Autonomous parking the most popular feature of AVs with Australians

The world’s third largest market research firm surveyed more than 21,000 adults across 28 countries, including Australia, about the acceptance of AVs, which autonomous features are most in demand, potential ownership models and regulation options.

Three in ten globally say they “can’t wait to use” AVs and another 58% are unsure but find the idea intriguing. The level of excitement varies from nation to nation. In China and India, for example, nearly half of those surveyed fall into the “can’t wait” camp, according to the Ipsos Global Advisor ‘Public opinion on a future with driverless cars' study.

But fewer Australians are ready to embrace the concept.  Even as tech companies like Google’s Waymo and Uber and traditional carmakers like Ford and GM test new vehicles and technologies and invest in fleet services, Australians are currently taking a wait-and-see approach.  Only 25% said they “can’t wait” for AVs.  Sixteen per cent said they are against AVs and “would never use them,” putting Australian among the more sceptical nations.

Among other key findings:

  • Many Australians are unsure where regulation should come from, but would prefer government regulation over self-regulation by manufacturers and tech companies - whereas the opposite is true in America.
  • A majority of those surveyed globally say that AVs will be easier (69%), more comfortable (68%) safer (51%), more relaxing (64%), more economical (52%), more enjoyable (59%), and friendlier to the environment (57%).

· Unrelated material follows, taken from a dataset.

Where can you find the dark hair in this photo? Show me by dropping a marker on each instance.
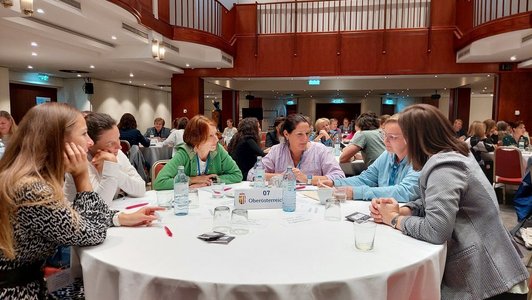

Fewer (46%) think AVs will be faster.
  • Australians are more sceptical of many perceived benefits including improved safety, comfort, ease-of-use and being environmentally friendly.
  • Autonomous parking is the feature Australians are most ready to use, with 56% saying they would utilize autonomous functionality always or frequently.  The majority would use it for highway driving (53%) and long-distance drives (50%).
  • More Australians would prefer to continue owning their own vehicle (34%) than other proposed models of use including hiring an AV on a per-use basis (19%) or leasing one for a monthly subscription fee (9%)
  • China has much stronger support for a subscription model (35%), as does India and Hungary.

“Perhaps the reluctance of Australians to embrace this emerging technology has to do with our nation having an historically strong identity as a car culture. That said, we are more open to the possibilities of this new technology than many other developed economies, such as the US, UK, Germany and Japan,” Ipsos Director Jessica Elgood said.

Throughout the developed world, there is widespread interest in autonomous vehicles (AVs), however Australians are more reluctant, according to a new global study from Ipsos.